Adding/Editing/Deleting Airflow Schedulers
This topic explains how to add, configure, view, edit and delete a scheduler for the following cloud providers:
-
Apache Airflow
-
Google Cloud Composer
-
Amazon MWAA
The Airflow scheduler contains the parameters (endpoint, login data and so on) that AAI requires to authenticate on and connect to the cloud environment and start collecting definitional and run data.
You can add Airflow schedulers before installing the Airflow Connector. However, you will not be able to use them until the Connector is up and running. For more information, see Connectors for Universal Schedulers and Setting Up the Airflow Connector.
To configure an Airflow scheduler object you will need the cloud provider authentication data (credentials, endpoints, tokens and so forth) that enable the login to the target cloud solution. You can get this data from the team in your organization that is responsible for maintaining the target cloud solution.
Adding an Airflow Scheduler
Configuring an Airflow scheduler involves defining the following:
-
Scheduler-specific parameters: Name, type, connector and time zone.
-
The endpoint that identifies the cloud provider where Airflow is installed and accessible.
-
Authentication data to connect to the selected cloud provider.
-
Intervals, periods and times that AAI will apply to retrieve data.
To Add an Airflow Scheduler
-
Go to System and click the Add Scheduler button.
-
Enter a descriptive Name that the people who will work with the data from this scheduler can easily recognize. The name must be unique in your system.
-
In Scheduler Type, select Airflow. The dialog to configure the scheduler is displayed.
-
Specify the following parameters:
-
Connector
If there is an Airflow connector already registered, it is listed in the Connector dropdown list.
-
Default Time Zone
Time zone in which the Airflow instance is located. For example, if an AAI installation in New York monitors an Airflow system in Vienna, the default time zone is Vienna's.
-
Provider
Cloud provider that runs the DAGs that you want to monitor. The Airflow scheduler can collect data from the following providers:
-
Apache Airflow
-
Google Cloud Composer
-
Amazon MWAA
-
-
Endpoint
URL that identifies the cloud environment (Apache Airflow, Google Cloud Composer ) that you want AAI to collect the definitional and run data from.
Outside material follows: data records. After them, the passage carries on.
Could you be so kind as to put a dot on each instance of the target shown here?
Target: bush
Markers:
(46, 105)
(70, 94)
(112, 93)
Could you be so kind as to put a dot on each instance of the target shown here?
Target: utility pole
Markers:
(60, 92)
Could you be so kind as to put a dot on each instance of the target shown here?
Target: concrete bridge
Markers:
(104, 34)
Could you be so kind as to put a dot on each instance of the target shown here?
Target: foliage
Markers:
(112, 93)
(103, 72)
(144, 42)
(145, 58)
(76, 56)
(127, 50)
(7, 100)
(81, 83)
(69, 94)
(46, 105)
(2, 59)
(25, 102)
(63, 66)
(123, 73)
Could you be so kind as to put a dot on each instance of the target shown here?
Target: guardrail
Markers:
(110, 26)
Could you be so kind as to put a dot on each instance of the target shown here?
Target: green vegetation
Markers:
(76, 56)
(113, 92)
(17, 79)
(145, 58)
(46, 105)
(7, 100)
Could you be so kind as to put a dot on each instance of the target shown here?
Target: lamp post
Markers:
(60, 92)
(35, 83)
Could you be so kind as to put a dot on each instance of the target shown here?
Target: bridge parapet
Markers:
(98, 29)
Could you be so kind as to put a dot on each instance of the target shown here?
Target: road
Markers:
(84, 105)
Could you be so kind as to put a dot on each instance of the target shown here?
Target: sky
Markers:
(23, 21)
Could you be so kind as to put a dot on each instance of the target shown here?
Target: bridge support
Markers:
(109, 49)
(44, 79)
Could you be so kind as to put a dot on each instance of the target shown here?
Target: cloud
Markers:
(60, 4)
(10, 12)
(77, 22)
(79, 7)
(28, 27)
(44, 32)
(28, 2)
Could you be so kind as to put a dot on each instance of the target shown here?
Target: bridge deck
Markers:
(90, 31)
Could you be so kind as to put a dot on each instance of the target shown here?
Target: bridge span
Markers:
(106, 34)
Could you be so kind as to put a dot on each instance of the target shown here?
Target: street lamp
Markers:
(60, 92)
For example:
http://<hostname>:<port>/api/v1
-
Authentication Type
Depending on the type of cloud provider that you want to extract the data from, you have different authentication types:
For Apache Airflow
Specify the method with which you authenticate to Apache Airflow.
-
Basic
Enter the Username and Password of the user with privileges to access the Apache Airflow environment.
-
OAuth2
Specify the following:
-
OAuth2 Endpoint
URL that clients call to request the token.
-
Client ID
Identifier as defined in the OAuth2 system.
-
Client Secret
Encrypted secret value as defined in the OAuth2 system
-
Scope
Range of applications that the token will grant access to.
-
For the Google Cloud Composer
Specify the method with which you authenticate to the Google Cloud Composer environment.
-
Service Account Key
Path to the JSON file that contains the authentication information. Click the Browse button to search for it and upload it.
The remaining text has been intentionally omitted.